For the 66, almost anything sounded great: currently there's a Russain GT320B and a AC128 (I think).







The Kilimanjaro was a bit trickier, some transistors where giving me a bit of oscillation on certain filter settings, which actually was kinda cool, but currently there are two Russian GT403B and a AC125. 








It would be cool to have a "Mojo PCB" for some of those low part count, old school fuzzes with a wider spacing around components, especially caps.
I'd have liked to throw some totally oversized caps into the 66.


----------



## chongmagic (Jul 13, 2019)

Awesome stuff, great job!


----------



## Fuzzonaut (Jul 14, 2019)

chongmagic said:


> Awesome stuff, great job!



Thanks!


----------



## geekmacdaddy (Jul 16, 2019)

niiiice


----------



## Robert (Jul 17, 2019)

Fuzzonaut said:


> It would be cool to have a "Mojo PCB" for some of those low part count, old school fuzzes with a wider spacing around components, especially caps.
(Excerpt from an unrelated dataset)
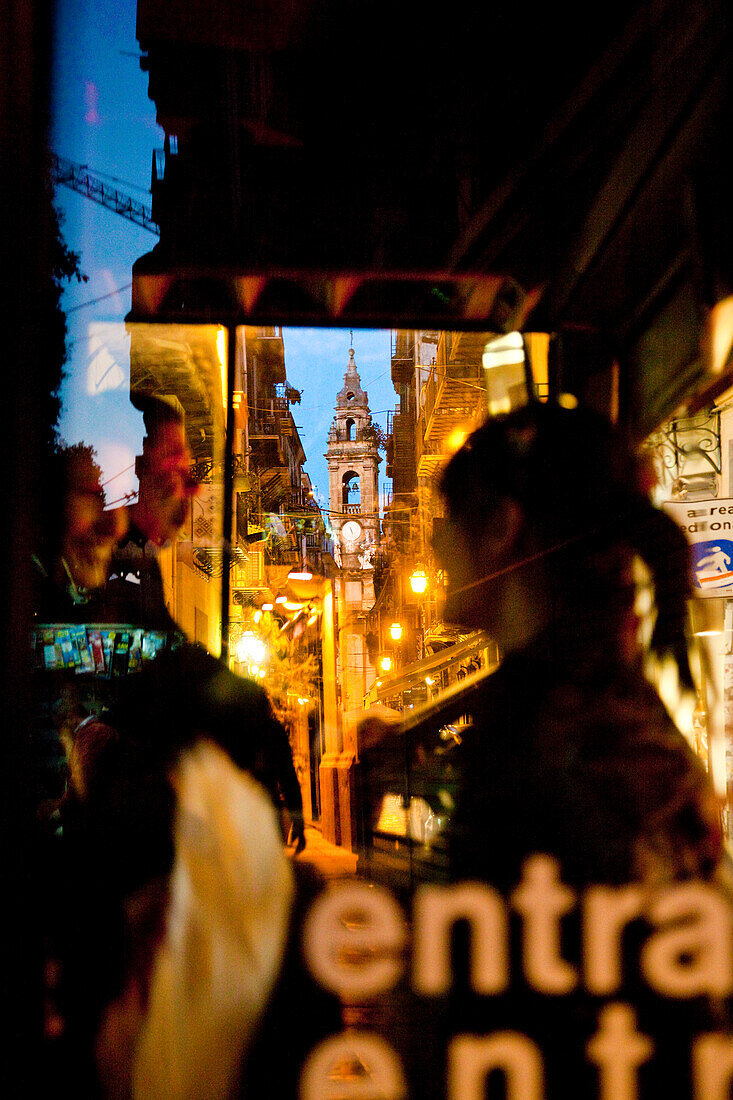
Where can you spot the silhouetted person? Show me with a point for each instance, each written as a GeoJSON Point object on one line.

I like this idea, years ago I designed a few for etching that looked similar in style to eyelet boards.


----------



## Pupina (Aug 15, 2021)

Fuzzonaut said:


> Hello,
> 
> new guy here, I tried those 2 fuzzes for starters. As I didn't want to spent too much on transistors, I went through what was laying around.
> 
> ...


Dear FUZZONAUT, could you please tell the specs of the three transistors used in the Kilimanjaro? I mean Q1, Q1, Q3 HFE and leakage.
Do you have a soundfile of the Kilimajiaro?
Thanks!


----------



## Fuzzonaut (Aug 15, 2021)

Pupina said:


> Dear FUZZONAUT, could you please tell the specs of the three transistors used in the Kilimanjaro? I mean Q1, Q1, Q3 HFE and leakage.
> Do you have a soundfile of the Kilimajiaro?
> Thanks!


Hi, no I'm afraid, I don' have the specs at hand - and the pedal is with a friend ... 
Also, IIRC, I didn't test any of the transistors I tried, I just went through what I had lying around and stopped when it sounded best to my ears.
No sound files either.  Sorry.


----------



## Barry (Aug 15, 2021)

Nice graphics and tidy builds!


----------